My problem is that a lot of the time people think that being "selfless" is the highest goal to attain. That word and idea have been linked to charity and humility, but I contend that they shouldn't be. To be "selfless" is to have NO concern for self. Taking this to a gospel arena, why would God take the time to know us individually and care for each and every person if we weren't expected to do the same...especially of ourselves? We speak ad nasueam of how every person has divine nature and potential and then laud the concept of selfdeprication? It just doesn't make much sense to me.

howlingman said...

What can a handshake teach us about relationships?

When I introduce myself, I want to be sure I give a good handshake: substantial, like me, not too strong (as if to try to hard or overwhelm), nor too flimsy (like overcooked pasta).

It's the same in romance, in the women I've been interested in - strong, but not overbearing. Not a spineless mess. Generally able to take care of herself, yet one who in my company can let her guard down for a bit, and vice versa.

There needs to be balance, such as, "Yeah, I'm working right now, but I'll enjoy seeing my girlfriend later." And then, parting for the night, "I'll miss her til I see her again, but I'll get some work done before then, too."

Two good halves make one good life.

Plus, part-time independence gives you something to talk about when you are together.

Incidentally, I love when in conversation, one person's talking about himself, and the other one tries to commiserate and the first one says, "You're being so selfish!
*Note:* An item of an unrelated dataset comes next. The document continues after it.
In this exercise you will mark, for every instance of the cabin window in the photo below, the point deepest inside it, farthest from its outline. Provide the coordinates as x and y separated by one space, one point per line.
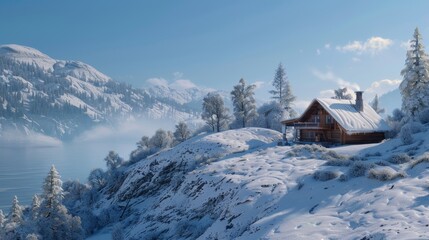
317 119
We were talking about me!"

Oscar said...

Hi, Katie-

I certainly didn't mean to 1)hijack your thread about relationships or 2) imply that somehow you shouldn't be happy because you're an active Mormon woman. The reason I wrote to you is that I'm new to the Mormon blogger websites, and I've been surprised to read so many negative
posts about growing up in the church as a strong, independent female. It was refreshing to come across your website that seemed so upbeat and positive about life, while recognizing that life is not always so easy (enjoyed your post on getting into Stanford- congrats). Anyway, I've thought a lot about gender related issues in the Mormon church, and since I'm planning to have children someday (I'm married), it's nice to see you out there focused on living your life and being happy instead of struggling with so many questions that we really don't have the answer to. I've always been worried that the church would have a negative influence on females in that growing up in the church would discourage them from pursuing other interests rather than family interests, if they aren't naturally inclined to want a family exclusively. I'm probably not making sense, and I don't know you at all, but you're a good example of what I would want my daughter to be like. I know, this sounds weird coming from a complete stranger, but your parents did a great job with you and I wish you the best.

Bryan said...

my two cents:

You cannot sincerely act selflessly until you entirely and completely own your own self. You must own yourself before you can offer yourself.
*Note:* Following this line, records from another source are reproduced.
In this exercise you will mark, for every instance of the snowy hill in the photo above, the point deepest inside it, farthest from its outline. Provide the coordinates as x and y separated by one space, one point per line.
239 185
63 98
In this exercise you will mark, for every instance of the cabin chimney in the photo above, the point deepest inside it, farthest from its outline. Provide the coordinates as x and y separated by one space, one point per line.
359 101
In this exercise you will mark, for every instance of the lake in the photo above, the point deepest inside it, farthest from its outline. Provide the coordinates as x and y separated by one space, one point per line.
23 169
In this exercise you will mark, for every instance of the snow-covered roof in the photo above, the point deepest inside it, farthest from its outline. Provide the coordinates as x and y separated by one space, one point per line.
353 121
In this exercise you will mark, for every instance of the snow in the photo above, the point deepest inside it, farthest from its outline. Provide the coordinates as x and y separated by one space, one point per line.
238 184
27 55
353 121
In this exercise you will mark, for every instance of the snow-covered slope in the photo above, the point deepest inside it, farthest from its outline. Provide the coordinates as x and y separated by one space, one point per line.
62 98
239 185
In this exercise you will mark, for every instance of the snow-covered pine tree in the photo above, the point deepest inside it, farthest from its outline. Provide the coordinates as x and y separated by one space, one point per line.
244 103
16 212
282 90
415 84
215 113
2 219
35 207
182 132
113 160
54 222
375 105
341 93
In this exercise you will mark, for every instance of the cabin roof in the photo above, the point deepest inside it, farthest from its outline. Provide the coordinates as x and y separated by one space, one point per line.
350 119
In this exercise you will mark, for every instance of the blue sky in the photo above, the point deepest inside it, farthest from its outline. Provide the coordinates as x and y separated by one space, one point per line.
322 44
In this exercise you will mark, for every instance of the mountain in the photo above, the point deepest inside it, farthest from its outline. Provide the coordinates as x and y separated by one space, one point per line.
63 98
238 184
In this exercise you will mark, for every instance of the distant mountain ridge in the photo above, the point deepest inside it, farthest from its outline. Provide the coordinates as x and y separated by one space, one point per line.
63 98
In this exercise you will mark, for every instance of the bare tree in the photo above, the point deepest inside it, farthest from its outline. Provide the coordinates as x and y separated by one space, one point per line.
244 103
You cannot fully love another unless you fully love yourself. When you fully love yourself, you don’t need the returned love of the other person who you love. You can offer without asking.

You can only experience being loved by another to the extent that you love yourself.

You can only value the life of another to the extent that you value your own life.

You can only value the happiness of another to the extent that you value your own happiness.

You can love and not be loved in return. This does not diminish the love you give.

You can be loved, and not love in return. This does not diminish the love given you.

I don’t believe love, both to love and to be loved, has anything to do with destiny or fate. I believe it is something we learn.

Finishing with the thesis of Moulin Rouge:
“The greatest thing you will ever learn is just to love, and to be loved in return.”